OPINIÓN

Ficción y ficciones

Central de Chernóbil.
Central de Chernóbil.
ZUMA vía Europa Press
Central de Chernóbil.

La memoria es corta, el arte eterno. Hace años, en Londres, vi a un mimo con ese cartel: coleccionaba yo entonces frases contundentes que han envejecido, en general, peor que esta. Tan limitada es la vida y la memoria que intentamos todos, quienes inventan el relato social y cuentan la historia, quienes imprimen los periódicos, el ciudadano anónimo que quiere salirse con la suya o el escritor ansioso, que nuestra narración prevalezca.

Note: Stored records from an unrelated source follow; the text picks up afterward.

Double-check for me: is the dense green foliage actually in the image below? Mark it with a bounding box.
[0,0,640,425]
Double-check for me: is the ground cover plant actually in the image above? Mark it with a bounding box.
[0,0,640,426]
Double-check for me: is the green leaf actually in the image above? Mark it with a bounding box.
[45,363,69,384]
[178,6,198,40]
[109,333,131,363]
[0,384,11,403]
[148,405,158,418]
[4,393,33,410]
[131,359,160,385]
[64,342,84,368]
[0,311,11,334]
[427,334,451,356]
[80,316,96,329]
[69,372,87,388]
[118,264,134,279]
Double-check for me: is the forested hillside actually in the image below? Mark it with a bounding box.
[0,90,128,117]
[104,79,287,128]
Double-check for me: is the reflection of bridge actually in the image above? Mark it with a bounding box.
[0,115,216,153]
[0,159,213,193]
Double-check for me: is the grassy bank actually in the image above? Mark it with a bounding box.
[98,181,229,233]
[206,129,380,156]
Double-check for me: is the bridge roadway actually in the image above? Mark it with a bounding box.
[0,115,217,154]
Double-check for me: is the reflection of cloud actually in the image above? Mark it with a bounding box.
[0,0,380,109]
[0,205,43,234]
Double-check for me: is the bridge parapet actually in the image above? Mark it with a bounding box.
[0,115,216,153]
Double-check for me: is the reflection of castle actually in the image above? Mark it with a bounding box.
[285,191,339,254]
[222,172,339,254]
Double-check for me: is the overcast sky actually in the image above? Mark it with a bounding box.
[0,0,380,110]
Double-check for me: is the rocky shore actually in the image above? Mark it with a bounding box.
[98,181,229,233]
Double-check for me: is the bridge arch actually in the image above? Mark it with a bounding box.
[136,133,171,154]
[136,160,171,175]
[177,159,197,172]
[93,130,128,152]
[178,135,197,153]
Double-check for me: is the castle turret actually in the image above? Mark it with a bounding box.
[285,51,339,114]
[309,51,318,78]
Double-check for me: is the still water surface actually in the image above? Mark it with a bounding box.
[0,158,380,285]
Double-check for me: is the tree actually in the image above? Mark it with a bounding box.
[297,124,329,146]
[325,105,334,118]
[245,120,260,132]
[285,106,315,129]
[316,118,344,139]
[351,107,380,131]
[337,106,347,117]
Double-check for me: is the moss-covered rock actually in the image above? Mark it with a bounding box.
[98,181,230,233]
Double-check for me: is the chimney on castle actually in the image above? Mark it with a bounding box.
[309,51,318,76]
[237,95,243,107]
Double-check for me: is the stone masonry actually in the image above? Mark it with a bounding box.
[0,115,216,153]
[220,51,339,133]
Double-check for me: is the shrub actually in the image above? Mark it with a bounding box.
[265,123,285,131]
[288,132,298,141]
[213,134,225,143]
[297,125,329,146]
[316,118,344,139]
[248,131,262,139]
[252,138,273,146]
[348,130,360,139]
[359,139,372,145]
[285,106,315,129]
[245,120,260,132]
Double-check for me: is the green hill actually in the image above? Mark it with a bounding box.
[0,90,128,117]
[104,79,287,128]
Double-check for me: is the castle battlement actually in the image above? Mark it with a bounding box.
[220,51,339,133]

Se han cumplido 38 años del accidente de Chernóbil, que una serie ha recuperado del deliberado olvido con una concesión a lo didáctico (¿qué ocurrió y por qué?) y un inteligente equilibrio entre qué se ignoraba entonces y qué se sabe ahora: la impotencia ante lo que ocurrió antes de que muchos de los espectadores nacieran, la gravedad del hecho y la mediocridad de los responsables permiten una indignación que enmascara otras muchas más cercanas y menos analizadas, más personales y, por lo tanto, más arriesgadas de denunciar.

Muchos menos años han transcurrido tras el asesinato de una niña que ha dado origen a El caso Asunta, que calca, con precisión escalofriante, acentos, gestos y conversaciones, y que gira, una vez más, en torno a la inexplicable crueldad humana, al monstruo vecino, familiar, a la incredulidad de que aquello sucediera, a la negación de que pueda pasar de nuevo.

La ficción no solo educa en la empatía, sino que genera un trance vívido en el que se percibe como real algo que nunca hemos experimentado: nos ayuda a recordar lo que no vivimos, pero también a entender lo que otros sufrieron y hemos olvidado.

El arte es peligroso porque grita lo que la conveniencia o el interés calla. Por eso hay que aprender a leerlo, a no interpretarlo de forma burda ni pedirle literalidad. Los hechos que narra pueden ser confusos, pero qué claro... qué claro cuenta el dolor.